Elements of all three of these narratives were present in Trump’s speech last night. Is it any wonder the price of oil has actually gone up?
That’s the problem with being unpredictable and keeping all of your options open. It keeps your own people and your friends off-balance, too.
After his trip to the Supreme Court, Trump is scheduled to appear on national TV tonight. From all appearances, he plans to declare victory and go home, leaving the theocracy in place and in possession of its enriched uranium and the Strait of Hormuz. Some victory, that.
Realizing that his fondest hopes for the war are about to go down the drain, Bret Stephens is calling on all of the war’s opponents to lobby Trump to finish the job. Good luck with that.
It was stupid for Stephens to trust a man like Trump to become a war president like FDR or Lincoln. Now he and his friends will have to live with the ugly consequences, which will probably include the weakening of NATO and a further lessening of support for Ukraine.
There is nothing in the language of the Fourteenth Amendment which supports Trump’s executive order. There is nothing in the legislative history, either. The case law is completely consistent with the traditional interpretation. In short, there is absolutely no principled basis for any of the justices—liberal or conservative, originalist or not—to rule in Trump’s favor. This is a slam dunk.
Nevertheless, expect Thomas and Alito to flaunt their MAGA credentials by doing so. My best guess is that Kavanaugh, who is now more interested in rewriting the Constitution than interpreting it, will join them. Susan Collins will be concerned.
Trump apparently plans to attend the oral argument to overawe the justices. If he does, it will just offend them and make him look like more of a loser when the decision is released.
The record shows that Bibi had a two-pronged approach to Gaza prior to 2024. Politically, he supported Hamas to keep the Palestinians divided and prove he didn’t have a plausible negotiating partner. When Hamas periodically got a bit out of hand, he would use the IDF to cut the grass. It worked until it didn’t.
The most likely outcome in Iran is a stalemate and more grass cutting campaigns. Can that succeed against a much more powerful opponent than Hamas, or will it ultimately fail, as it did in Gaza? You decide.
I described Israel’s 2025 Lebanon campaign as both a tactical and a strategic success because, for once, Bibi exercised some restraint. As a result, public opinion in Lebanon started to shift against Hezbollah, and the government showed some real interest in regaining control of areas close to Israel. Real peace was at last a real possibility.
But Bibi couldn’t resist grabbing for the whole marshmallow after Hezbollah launched a fairly feeble attack in response to the Iran campaign. Now Israel is looking at a lengthy ground war and an indefinite occupation of the border areas. That didn’t work before; why would things be different now?
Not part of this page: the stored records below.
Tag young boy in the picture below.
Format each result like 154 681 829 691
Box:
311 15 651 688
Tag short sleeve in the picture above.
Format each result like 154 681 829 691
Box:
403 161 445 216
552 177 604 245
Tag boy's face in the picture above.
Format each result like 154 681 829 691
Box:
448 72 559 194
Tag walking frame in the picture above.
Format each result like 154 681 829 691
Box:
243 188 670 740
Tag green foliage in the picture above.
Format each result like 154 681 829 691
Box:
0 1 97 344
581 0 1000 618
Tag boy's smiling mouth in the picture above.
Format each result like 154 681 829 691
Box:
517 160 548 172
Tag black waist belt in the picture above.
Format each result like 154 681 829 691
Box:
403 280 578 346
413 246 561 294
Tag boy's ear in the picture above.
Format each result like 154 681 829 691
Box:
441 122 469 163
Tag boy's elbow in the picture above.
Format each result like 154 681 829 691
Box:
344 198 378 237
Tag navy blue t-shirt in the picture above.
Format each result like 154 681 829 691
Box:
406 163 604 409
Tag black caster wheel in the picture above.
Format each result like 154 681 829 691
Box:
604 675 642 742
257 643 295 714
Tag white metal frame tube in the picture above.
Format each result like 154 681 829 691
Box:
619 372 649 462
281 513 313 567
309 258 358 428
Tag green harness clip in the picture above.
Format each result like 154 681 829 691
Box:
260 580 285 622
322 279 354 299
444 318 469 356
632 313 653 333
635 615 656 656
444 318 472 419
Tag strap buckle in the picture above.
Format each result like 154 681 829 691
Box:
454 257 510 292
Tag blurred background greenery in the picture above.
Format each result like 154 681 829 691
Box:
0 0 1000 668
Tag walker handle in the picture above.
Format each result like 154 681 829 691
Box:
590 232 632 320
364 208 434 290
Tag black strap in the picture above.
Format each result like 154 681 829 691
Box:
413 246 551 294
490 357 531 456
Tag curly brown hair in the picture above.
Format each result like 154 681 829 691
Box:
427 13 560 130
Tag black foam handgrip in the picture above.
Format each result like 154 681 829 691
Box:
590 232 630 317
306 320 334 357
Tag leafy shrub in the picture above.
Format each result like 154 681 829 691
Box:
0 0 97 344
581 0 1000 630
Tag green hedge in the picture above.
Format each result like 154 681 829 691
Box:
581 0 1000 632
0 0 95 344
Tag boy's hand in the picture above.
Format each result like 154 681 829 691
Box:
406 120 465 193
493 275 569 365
If Trump had bombed for, say, a week and then declared victory, we would be committed to cut the grass for the foreseeable future, but there would have been no world crisis. By lengthening the war and expanding the list of targets, Trump invited the Iranians to escalate. As a result, they now control the Strait of Hormuz, and everyone is feeling the pinch.
If Trump backs away now, he will leave Iran with the ability to attack the Gulf states whenever it likes, and the Iranians will be the master of the strait. America will be worse off than it was before the beginning of the war. Can Trump tolerate that, even if escalating will bring more acute economic pain? I doubt it.